Vencedor da Palma de Ouro no prestigiado Festival de Cannes deste ano, Azul é a Cor Mais Quente (2013) é um dos destaques entre os filmes em cartaz no Brasil. Baseado livremente na história em quadrinhos de Julie Maroh (roteiro e desenhos), o filme narra o amadurecimento sentimental de Adèle, menina do colegial que logo se vê apaixonada por Emma, mulher de cabelos azuis e estudante de Belas Artes. Muito tem se falando das fortes cenas de sexo, e elas são realmente bastante explícitas. Mas, para além da polêmica (esta senhora intrometida que teima em se fazer mais vistosa que os demais), o longa do franco-tunisiano Abdellatif Kechiche, em seus expressivos 179 minutos, se impõe pela forma como registra o crescimento de Adèle mediado por um grande amor. Azul é a Cor Mais Quente assumiu o posto de filme-blindado da temporada, ou seja, aquele que angaria muito mais elogios do que críticas negativas. Como toda unanimidade é burra, saudável que se relativizem alguns superlativos utilizados por aí para definir o filme. Para enriquecer o debate, no Confronto da semana, Robledo Milani faz às vezes de advogado do diabo, enquanto Willian Silveira defende a realização de Kechice. E você, o que acha de Azul é a Cor Mais Quente? Confira e comente.

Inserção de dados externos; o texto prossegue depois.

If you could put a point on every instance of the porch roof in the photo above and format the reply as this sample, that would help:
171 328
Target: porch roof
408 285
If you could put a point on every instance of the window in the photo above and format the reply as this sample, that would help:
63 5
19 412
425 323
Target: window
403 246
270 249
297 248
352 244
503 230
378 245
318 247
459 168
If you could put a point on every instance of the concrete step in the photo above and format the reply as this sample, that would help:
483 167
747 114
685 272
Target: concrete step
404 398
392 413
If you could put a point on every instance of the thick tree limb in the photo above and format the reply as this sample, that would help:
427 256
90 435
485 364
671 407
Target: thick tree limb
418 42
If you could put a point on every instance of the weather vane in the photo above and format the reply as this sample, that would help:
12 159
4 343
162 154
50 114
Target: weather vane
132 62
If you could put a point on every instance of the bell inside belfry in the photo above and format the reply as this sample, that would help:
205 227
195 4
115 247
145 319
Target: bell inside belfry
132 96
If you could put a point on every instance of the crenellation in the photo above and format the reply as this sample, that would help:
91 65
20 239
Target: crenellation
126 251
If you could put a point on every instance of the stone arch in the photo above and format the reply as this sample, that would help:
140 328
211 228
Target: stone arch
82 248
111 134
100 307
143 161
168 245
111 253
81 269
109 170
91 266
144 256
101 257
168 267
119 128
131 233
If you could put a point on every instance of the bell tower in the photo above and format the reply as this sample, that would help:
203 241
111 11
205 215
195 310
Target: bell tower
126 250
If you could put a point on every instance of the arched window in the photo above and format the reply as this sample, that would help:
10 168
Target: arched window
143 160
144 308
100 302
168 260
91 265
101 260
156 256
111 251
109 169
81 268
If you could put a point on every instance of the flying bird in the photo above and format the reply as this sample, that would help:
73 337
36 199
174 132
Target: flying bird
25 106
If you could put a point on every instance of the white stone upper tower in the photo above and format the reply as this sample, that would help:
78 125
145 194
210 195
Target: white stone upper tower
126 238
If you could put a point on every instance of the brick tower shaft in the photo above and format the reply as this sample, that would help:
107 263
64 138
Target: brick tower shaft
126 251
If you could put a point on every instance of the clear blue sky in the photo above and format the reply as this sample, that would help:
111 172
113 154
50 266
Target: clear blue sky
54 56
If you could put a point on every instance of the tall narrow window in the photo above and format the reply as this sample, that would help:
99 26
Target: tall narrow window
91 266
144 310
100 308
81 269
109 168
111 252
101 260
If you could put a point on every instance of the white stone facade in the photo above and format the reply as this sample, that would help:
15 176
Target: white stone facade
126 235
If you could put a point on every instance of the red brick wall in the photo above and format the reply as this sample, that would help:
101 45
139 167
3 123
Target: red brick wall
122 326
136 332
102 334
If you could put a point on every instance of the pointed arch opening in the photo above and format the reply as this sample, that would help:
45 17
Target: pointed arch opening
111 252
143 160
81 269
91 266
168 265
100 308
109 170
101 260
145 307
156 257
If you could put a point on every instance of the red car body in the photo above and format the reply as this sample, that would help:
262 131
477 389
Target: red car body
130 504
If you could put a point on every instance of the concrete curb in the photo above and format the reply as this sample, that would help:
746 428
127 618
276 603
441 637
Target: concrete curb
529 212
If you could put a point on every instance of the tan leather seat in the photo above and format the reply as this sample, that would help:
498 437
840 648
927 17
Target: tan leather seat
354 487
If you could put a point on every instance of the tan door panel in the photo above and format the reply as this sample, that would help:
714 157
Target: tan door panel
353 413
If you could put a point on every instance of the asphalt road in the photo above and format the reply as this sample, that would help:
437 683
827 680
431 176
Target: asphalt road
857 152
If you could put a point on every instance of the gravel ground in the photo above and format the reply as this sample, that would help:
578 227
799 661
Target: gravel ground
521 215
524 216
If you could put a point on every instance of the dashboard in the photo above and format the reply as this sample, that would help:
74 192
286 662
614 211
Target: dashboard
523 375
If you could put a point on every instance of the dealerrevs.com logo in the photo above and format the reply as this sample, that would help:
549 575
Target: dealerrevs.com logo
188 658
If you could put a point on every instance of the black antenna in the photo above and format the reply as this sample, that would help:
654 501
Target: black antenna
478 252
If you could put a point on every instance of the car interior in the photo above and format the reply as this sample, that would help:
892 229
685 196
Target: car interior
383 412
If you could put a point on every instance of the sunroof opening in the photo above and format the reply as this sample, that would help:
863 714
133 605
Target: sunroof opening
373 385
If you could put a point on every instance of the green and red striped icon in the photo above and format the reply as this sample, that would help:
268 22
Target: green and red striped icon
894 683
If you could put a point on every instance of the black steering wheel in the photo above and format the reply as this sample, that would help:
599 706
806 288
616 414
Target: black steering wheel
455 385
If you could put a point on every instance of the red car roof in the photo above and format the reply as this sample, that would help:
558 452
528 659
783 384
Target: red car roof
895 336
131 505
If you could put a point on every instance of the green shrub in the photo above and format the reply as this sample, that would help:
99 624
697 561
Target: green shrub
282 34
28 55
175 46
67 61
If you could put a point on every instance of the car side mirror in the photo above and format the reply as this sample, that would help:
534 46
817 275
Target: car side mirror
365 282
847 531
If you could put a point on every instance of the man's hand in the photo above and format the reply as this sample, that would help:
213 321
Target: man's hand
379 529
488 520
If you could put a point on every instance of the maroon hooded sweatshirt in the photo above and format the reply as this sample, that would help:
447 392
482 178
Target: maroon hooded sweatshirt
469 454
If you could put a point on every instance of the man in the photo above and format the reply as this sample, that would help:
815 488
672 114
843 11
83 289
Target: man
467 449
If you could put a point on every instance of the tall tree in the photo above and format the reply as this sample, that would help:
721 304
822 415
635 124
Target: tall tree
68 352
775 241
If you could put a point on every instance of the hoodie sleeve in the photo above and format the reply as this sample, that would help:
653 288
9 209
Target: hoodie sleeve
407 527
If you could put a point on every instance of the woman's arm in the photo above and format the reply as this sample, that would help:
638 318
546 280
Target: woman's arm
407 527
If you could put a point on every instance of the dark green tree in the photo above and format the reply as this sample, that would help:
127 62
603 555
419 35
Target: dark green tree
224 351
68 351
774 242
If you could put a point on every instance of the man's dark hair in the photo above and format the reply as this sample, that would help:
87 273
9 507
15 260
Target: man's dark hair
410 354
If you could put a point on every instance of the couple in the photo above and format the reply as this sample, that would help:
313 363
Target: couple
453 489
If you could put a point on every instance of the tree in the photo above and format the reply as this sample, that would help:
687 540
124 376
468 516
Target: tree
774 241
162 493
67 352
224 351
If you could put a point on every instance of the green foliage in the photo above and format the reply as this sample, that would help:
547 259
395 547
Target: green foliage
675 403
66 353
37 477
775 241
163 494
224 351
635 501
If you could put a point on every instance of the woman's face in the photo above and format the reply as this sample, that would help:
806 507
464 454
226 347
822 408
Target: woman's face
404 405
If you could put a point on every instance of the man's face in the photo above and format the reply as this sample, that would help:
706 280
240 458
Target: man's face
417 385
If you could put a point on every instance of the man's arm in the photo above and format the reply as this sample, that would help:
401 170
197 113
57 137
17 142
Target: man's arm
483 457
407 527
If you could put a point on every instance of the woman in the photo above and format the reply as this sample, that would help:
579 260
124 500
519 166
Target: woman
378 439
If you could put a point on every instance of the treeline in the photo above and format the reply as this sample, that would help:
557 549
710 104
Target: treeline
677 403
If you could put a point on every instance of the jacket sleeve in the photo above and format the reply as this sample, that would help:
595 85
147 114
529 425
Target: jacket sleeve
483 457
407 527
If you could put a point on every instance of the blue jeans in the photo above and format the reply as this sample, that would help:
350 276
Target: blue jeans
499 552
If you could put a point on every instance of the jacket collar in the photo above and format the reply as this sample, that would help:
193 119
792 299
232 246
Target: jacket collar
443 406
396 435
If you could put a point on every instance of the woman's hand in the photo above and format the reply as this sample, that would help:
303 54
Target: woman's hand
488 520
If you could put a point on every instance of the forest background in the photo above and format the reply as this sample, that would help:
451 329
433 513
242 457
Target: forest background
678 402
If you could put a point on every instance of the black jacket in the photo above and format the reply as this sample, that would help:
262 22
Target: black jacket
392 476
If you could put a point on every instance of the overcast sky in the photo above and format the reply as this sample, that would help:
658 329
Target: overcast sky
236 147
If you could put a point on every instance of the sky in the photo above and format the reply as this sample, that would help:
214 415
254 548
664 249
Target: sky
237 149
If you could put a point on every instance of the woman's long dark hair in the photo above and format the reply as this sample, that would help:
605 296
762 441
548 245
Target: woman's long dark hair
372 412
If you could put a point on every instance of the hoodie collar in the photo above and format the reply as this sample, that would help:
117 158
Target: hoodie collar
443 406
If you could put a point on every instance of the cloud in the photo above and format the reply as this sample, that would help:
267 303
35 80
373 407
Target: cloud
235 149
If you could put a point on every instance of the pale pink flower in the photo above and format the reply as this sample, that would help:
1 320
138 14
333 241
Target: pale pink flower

A FAVOR :: “O filme providencia-nos o restauro da experiência e a amplitude máxima do que se pode transmitir sem contaminação”, por Willian Silveira
Este é um parágrafo desnecessário e desinteressante – inútil – nascido junto às críticas previstas de antemão. Nada tem a dizer sobre a duração do filme; nada tem a dizer sobre as cenas de nudez e seus supostos excessos; nada tem a dizer sobre a diluição do clímax; nada tem a dizer sobre a construção dos personagens; nada tem a dizer sobre o rosto de Adèle. Nada tem a dizer além da singela afirmação – proferida quase em tom de súplica [desta vez, pelo menos desta vez, implora, acreditem] – de que tudo está em seu lugar. O cinema em Azul é a Cor Mais Quente providencia-nos o restauro da experiência e a amplitude máxima do que se pode transmitir sem contaminação. O acontecimento é mínimo. Na tentativa de realizar o que sucede, inflacionamos e distorcemos. Não o filme, que se permite encontrar, por um ínfimo momento, aquilo que as coisas realmente são quando não nos intrometemos – parte íntima do mistério. Quem sente com sinceridade, já compreendeu; quem muito quer compreender, esqueceu-se de Adèle.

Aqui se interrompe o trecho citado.